Purpose: Disease or a specific condition may cause alteration of human transferrin (hTf) glycosylation pattern. A specific analytical platform, lectin-based protein microarray, is designed and optimized for the investigation of hTf glycans, attached to the protein core in their native form.
Experimental design: hTf molecules isolated from healthy persons of different age, diabetes mellitus type 2 (T2DM) or colorectal carcinoma (CRC) patients are used for method validation. Reliability of the results is ensured by three criteria for the evaluation of hTf-lectin interactions: i) signal-to-noise ratio above 3, ii) signal intensity above 250 arbitrary units, and iii) hTf concentration ensuring high sensitivity of the assay.
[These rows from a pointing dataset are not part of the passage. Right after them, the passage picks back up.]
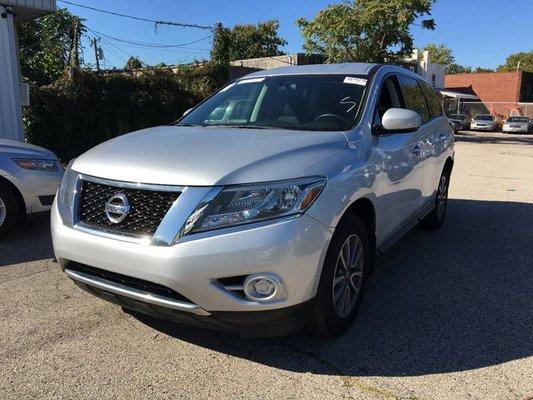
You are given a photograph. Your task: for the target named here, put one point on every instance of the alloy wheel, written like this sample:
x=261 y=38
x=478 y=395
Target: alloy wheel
x=348 y=276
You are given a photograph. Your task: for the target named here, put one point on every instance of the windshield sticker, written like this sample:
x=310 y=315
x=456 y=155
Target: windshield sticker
x=227 y=87
x=348 y=100
x=355 y=81
x=252 y=80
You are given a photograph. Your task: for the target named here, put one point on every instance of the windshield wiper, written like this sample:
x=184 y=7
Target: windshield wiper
x=186 y=124
x=239 y=126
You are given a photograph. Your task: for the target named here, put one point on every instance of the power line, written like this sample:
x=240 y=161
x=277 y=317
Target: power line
x=146 y=44
x=156 y=22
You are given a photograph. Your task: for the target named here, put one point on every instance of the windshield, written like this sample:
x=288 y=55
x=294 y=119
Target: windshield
x=304 y=102
x=484 y=118
x=458 y=116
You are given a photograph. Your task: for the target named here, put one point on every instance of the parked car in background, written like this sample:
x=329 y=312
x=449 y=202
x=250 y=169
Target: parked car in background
x=455 y=125
x=460 y=120
x=484 y=122
x=262 y=208
x=29 y=179
x=518 y=125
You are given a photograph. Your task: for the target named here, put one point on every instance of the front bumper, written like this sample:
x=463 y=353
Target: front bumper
x=475 y=127
x=521 y=129
x=292 y=248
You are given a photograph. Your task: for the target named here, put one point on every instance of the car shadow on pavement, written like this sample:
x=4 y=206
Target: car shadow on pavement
x=452 y=300
x=30 y=241
x=495 y=138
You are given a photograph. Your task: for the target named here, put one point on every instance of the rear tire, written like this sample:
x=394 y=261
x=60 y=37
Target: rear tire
x=9 y=210
x=340 y=290
x=435 y=218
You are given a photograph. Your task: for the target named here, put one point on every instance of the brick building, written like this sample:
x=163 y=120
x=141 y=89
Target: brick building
x=502 y=93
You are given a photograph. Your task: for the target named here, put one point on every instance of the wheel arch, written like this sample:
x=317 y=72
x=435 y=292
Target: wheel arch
x=365 y=209
x=16 y=192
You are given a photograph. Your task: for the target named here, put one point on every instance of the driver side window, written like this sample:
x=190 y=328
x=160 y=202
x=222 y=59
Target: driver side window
x=389 y=97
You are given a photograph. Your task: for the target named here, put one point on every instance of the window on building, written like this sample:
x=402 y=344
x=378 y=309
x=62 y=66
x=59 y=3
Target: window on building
x=434 y=103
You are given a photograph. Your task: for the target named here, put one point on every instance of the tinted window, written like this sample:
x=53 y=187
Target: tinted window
x=303 y=102
x=484 y=118
x=414 y=97
x=433 y=100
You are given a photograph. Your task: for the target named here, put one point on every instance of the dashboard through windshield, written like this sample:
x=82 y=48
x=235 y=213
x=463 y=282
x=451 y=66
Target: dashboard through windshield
x=302 y=102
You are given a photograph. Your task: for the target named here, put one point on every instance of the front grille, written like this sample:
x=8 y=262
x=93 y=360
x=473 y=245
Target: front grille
x=139 y=284
x=148 y=207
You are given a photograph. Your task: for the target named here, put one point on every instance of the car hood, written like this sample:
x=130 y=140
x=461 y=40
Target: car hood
x=22 y=149
x=196 y=156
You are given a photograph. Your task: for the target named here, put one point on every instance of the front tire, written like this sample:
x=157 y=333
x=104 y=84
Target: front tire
x=9 y=210
x=435 y=218
x=343 y=279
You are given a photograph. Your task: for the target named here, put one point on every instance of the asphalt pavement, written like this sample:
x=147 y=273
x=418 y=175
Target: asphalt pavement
x=447 y=315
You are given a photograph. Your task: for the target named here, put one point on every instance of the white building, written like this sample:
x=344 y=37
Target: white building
x=433 y=73
x=10 y=88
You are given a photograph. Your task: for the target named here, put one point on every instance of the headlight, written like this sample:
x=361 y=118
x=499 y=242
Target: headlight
x=37 y=164
x=236 y=205
x=66 y=195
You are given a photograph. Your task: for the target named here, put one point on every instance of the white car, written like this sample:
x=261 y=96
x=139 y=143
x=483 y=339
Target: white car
x=518 y=125
x=483 y=122
x=263 y=207
x=29 y=179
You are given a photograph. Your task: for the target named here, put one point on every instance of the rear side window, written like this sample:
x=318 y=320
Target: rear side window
x=414 y=97
x=435 y=107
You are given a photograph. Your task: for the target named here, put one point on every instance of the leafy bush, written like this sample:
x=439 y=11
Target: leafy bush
x=78 y=112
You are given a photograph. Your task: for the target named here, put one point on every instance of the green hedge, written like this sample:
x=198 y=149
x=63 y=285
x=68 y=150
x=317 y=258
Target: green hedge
x=78 y=112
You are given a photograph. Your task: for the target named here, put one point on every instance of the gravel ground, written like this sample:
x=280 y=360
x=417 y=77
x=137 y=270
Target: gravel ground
x=447 y=315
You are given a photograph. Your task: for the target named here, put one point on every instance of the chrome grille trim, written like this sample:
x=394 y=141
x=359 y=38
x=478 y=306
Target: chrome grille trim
x=169 y=229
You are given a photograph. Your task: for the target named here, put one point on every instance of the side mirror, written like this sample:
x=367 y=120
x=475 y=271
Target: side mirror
x=398 y=120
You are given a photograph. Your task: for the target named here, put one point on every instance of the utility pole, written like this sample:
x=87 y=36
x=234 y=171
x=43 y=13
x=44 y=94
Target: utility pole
x=74 y=56
x=94 y=43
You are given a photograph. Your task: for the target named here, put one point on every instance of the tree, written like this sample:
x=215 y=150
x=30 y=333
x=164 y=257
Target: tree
x=524 y=58
x=440 y=54
x=132 y=63
x=365 y=30
x=250 y=41
x=45 y=46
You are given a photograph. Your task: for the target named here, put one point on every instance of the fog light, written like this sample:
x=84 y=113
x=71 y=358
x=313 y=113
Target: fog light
x=263 y=288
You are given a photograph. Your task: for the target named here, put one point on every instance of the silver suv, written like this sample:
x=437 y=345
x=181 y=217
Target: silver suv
x=263 y=208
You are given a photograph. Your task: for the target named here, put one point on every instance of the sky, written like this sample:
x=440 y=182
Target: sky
x=480 y=32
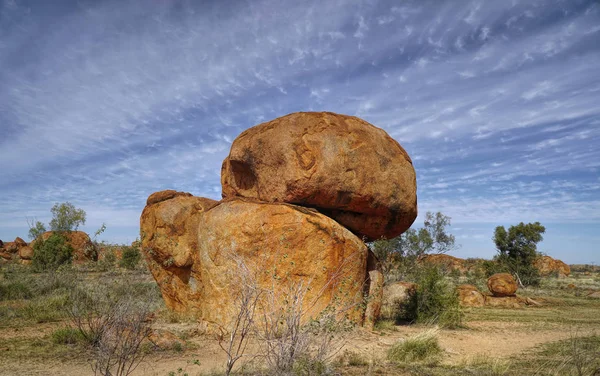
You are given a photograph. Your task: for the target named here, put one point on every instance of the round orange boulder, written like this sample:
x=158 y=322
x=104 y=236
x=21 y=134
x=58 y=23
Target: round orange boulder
x=341 y=165
x=502 y=284
x=470 y=296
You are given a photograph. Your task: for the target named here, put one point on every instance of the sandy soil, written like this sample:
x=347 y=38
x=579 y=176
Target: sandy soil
x=495 y=339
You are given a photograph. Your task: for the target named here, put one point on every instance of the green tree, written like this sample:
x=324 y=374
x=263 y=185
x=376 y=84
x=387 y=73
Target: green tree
x=130 y=258
x=517 y=250
x=66 y=217
x=36 y=228
x=401 y=253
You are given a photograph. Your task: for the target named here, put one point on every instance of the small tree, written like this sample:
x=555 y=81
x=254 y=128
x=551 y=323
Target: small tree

Results: Six lectins, out of fourteen tested, satisfy the criteria. hTf is spotted at concentration of 50 µg mL-L . When physiological samples (isolated hTf) are analyzed, the highest potential to differentiate between population groups expresses Aleuria aurantia (AAL), Triticum vulgaris (WGA) and Phaseolus vulgaris (PHA-E) lectins. The initial amount of hTf which can be analyzed is very low (75 pg).
Conclusion and clinical relevance: Results confirm that a very sensitive, high-throughput lectin-based protein microarray platform can be formulated to detect changes in hTf glycan structures which can be considered as biomarkers of ageing or a disease.
Keywords: biomarker; cancer; diabetes; lectin; transferrin.
© 2019 WILEY-VCH Verlag GmbH & Co. KGaA, Weinheim.